My 28-year-old son, Philip, is married and the father of our oldest grandchild. He also carries the family plague, diabetes. Type 1 diabetes was diagnosed when he was 17 years old, and he has worn an insulin pump since then. He lives in Pittsburgh and works for an app development company. A typical city kid, he bikes to work about two miles from his apartment.
In a jam
One day Phil called me at my store, and he sounded distressed.
“Hey, Dad, I’m in a jam,” he said. “I changed the cannula this morning on my pump, and it’s clogged now. My blood sugar is really trending up, and I’m afraid to bike home. I stopped at a local drugstore near work and asked to buy a couple of insulin syringes, so I could pull some insulin from my reservoir until I can get home and get a new set. The pharmacist refused, saying they only sell the entire box. Dad, I’d never use up a whole box, but the pharmacist said that is their policy. Could you give them a call?”

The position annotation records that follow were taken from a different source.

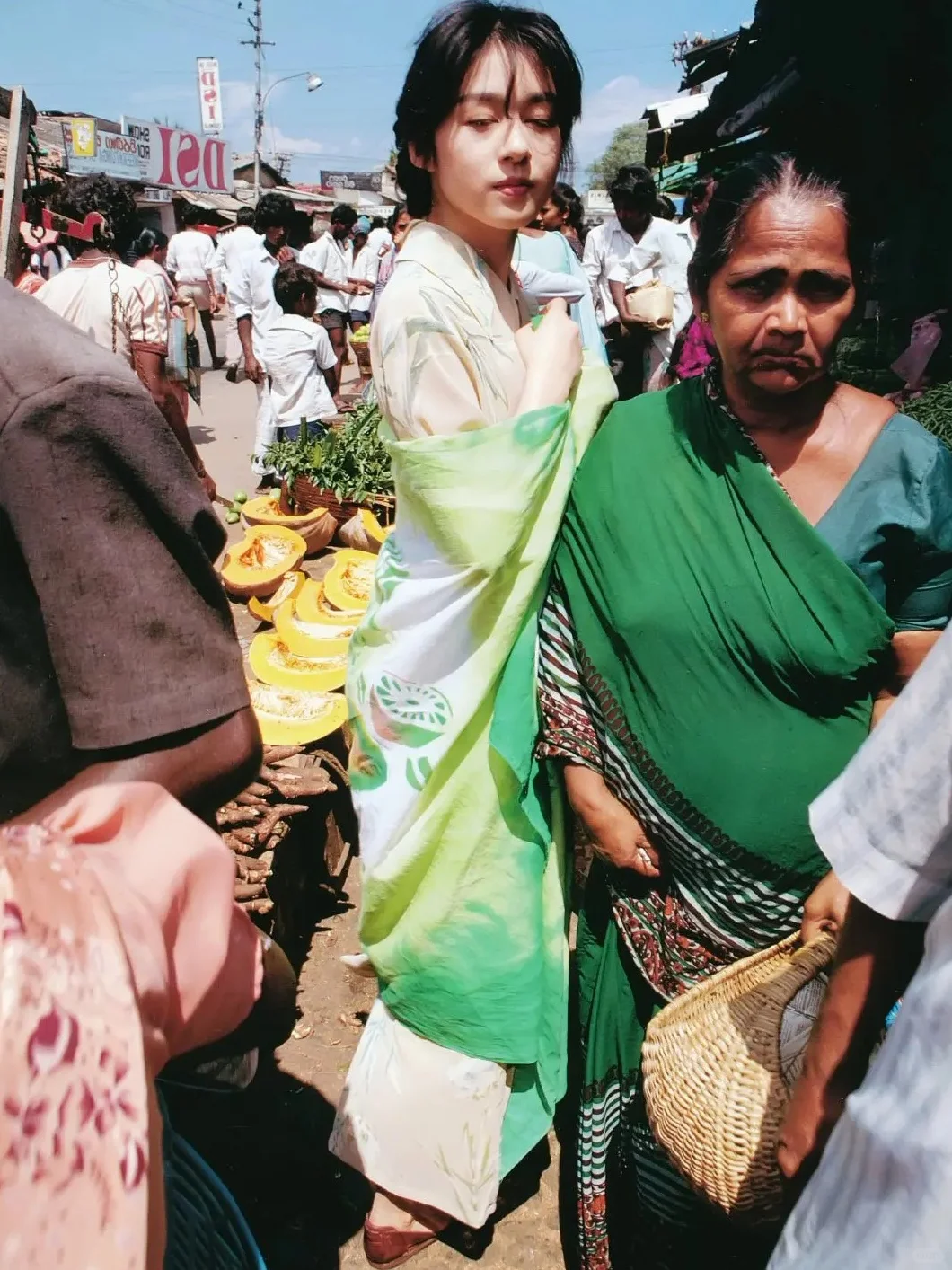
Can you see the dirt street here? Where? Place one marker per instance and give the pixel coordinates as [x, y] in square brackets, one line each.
[269, 1143]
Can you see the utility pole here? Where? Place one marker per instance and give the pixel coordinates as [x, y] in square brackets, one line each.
[260, 42]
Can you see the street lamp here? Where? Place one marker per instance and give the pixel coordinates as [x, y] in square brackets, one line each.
[313, 83]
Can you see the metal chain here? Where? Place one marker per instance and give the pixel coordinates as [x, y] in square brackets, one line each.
[116, 300]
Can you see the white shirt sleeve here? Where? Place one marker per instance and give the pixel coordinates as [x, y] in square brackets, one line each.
[886, 823]
[326, 357]
[315, 255]
[240, 288]
[207, 255]
[372, 269]
[546, 285]
[592, 261]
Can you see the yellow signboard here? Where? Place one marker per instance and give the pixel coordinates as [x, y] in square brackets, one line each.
[84, 138]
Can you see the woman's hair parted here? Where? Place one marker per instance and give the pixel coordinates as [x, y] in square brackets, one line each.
[445, 54]
[568, 201]
[147, 242]
[765, 177]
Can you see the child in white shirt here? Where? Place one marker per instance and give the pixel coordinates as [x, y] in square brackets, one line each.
[297, 356]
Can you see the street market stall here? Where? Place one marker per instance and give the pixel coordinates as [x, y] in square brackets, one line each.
[300, 580]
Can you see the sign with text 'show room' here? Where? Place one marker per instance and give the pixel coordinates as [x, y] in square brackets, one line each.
[209, 95]
[175, 159]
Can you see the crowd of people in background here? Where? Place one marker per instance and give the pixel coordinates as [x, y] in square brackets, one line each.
[181, 282]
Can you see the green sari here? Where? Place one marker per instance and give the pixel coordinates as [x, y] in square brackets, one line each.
[711, 656]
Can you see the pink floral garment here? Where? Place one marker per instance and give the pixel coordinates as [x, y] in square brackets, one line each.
[119, 947]
[74, 1122]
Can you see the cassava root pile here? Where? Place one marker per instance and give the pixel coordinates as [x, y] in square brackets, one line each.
[257, 821]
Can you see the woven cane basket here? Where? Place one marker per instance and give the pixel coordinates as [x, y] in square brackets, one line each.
[714, 1088]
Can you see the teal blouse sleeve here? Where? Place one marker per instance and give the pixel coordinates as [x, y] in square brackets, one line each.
[893, 525]
[927, 602]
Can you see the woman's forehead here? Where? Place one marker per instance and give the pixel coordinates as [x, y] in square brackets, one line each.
[789, 224]
[507, 74]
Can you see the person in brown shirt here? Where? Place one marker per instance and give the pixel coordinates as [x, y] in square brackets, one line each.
[119, 657]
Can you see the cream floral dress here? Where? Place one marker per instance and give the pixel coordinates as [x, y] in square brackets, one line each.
[420, 1120]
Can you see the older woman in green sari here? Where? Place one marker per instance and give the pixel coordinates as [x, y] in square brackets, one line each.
[749, 569]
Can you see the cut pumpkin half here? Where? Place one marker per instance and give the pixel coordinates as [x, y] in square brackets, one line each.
[310, 639]
[274, 663]
[350, 580]
[311, 604]
[257, 565]
[264, 610]
[295, 717]
[315, 527]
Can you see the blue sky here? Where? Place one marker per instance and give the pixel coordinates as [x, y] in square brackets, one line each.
[136, 57]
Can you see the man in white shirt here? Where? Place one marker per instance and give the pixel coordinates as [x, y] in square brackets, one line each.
[251, 287]
[190, 264]
[380, 239]
[297, 356]
[329, 260]
[636, 245]
[363, 267]
[120, 309]
[233, 244]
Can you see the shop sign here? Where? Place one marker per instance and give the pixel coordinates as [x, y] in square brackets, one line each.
[371, 181]
[209, 95]
[175, 159]
[91, 150]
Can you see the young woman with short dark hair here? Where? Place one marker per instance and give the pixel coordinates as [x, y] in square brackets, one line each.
[463, 1057]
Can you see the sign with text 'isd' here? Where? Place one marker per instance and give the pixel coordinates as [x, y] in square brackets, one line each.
[209, 95]
[371, 181]
[175, 159]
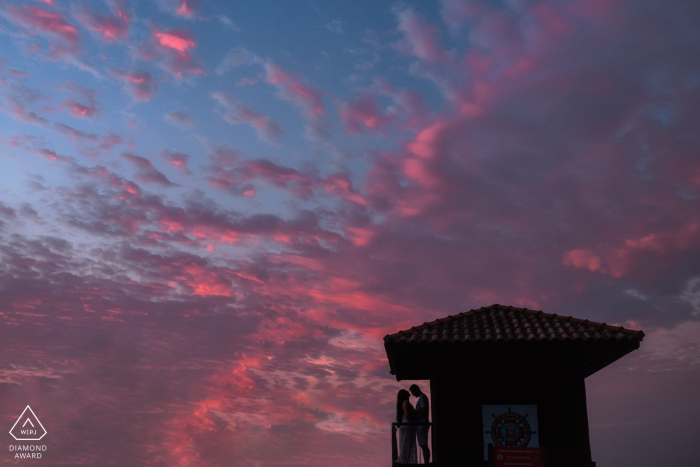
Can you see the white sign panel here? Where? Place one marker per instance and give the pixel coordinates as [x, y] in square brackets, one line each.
[510, 426]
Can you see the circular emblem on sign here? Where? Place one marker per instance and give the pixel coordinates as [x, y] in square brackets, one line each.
[510, 430]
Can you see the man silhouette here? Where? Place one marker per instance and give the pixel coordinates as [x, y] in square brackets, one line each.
[422, 416]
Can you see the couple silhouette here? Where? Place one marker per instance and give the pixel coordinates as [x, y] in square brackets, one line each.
[405, 412]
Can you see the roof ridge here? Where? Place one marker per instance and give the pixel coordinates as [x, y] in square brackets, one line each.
[525, 327]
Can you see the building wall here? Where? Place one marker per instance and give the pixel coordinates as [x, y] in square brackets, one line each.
[461, 384]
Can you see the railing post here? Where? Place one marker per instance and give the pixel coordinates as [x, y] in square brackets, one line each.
[394, 449]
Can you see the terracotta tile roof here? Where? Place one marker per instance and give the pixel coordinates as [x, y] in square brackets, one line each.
[507, 323]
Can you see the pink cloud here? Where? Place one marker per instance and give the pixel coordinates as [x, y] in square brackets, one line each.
[112, 27]
[139, 84]
[79, 110]
[176, 159]
[177, 46]
[236, 113]
[582, 259]
[182, 8]
[421, 39]
[146, 173]
[43, 21]
[363, 114]
[186, 8]
[307, 99]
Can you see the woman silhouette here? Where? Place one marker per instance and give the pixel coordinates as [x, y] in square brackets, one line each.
[407, 433]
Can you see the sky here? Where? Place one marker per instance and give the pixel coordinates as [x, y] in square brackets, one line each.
[211, 213]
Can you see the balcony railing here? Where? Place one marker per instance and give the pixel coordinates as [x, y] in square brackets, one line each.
[394, 446]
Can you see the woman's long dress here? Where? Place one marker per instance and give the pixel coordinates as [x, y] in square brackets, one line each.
[407, 444]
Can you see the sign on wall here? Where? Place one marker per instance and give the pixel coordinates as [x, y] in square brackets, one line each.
[513, 426]
[518, 457]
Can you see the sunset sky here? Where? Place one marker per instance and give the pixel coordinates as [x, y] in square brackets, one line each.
[211, 212]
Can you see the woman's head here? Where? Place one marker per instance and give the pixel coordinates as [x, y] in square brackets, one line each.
[402, 396]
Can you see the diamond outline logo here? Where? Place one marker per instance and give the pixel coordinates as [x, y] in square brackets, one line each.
[35, 418]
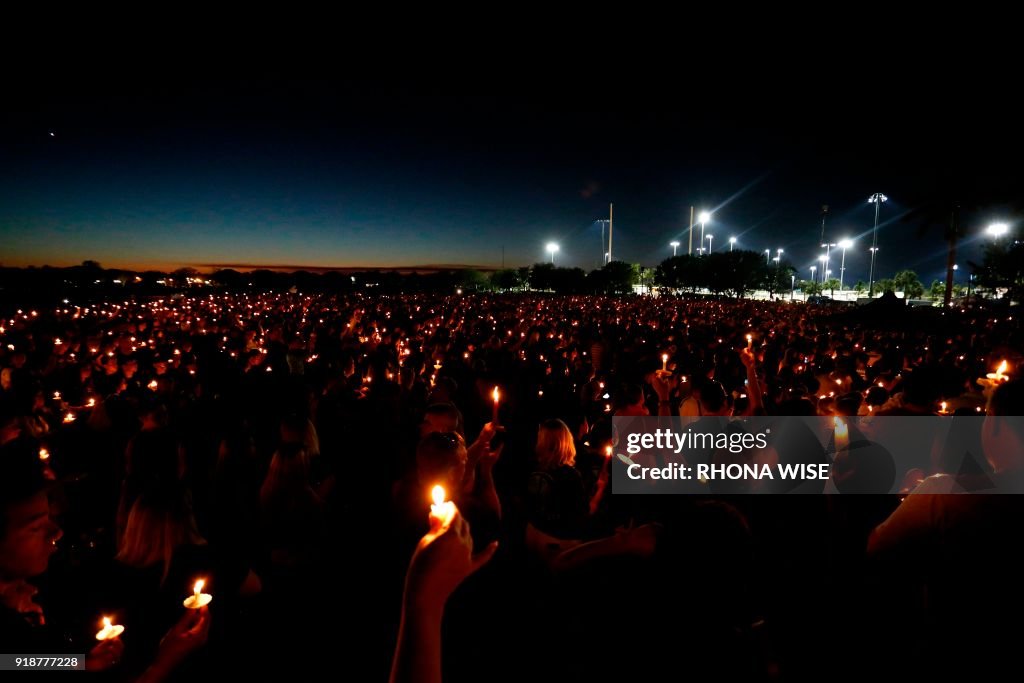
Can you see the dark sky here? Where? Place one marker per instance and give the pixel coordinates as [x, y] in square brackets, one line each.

Pennsylvania law allows pharmacists to dispense syringes without a prescription, at the discretion of the pharmacist. I called the pharmacy, identified myself as a fellow pharmacist, and explained the difficult situation Phil was in. The pharmacist said he understood and would be glad to sell him a 10-pack of insulin syringes. Phil went back in, made his purchase, and thanked the pharmacist for understanding.
That night I called Phil to make sure all was well. I also told him, “Hey, kid, you are a 28-year-old guy with a 4-month-old beard, long hair, jeans, and a sweater; riding a bike . . . walking into a pharmacy. I’m sure the pharmacist has denied a lot of people who look like you the very same service you requested.”
One of my old pharmacist colleagues once quipped, “Ever since they made syringes easy to buy without a prescription, we have had a rash of grandmas with diabetes!” One’s appearance is about the only gauge available, and sometimes we make poor decisions based solely on how somebody looks.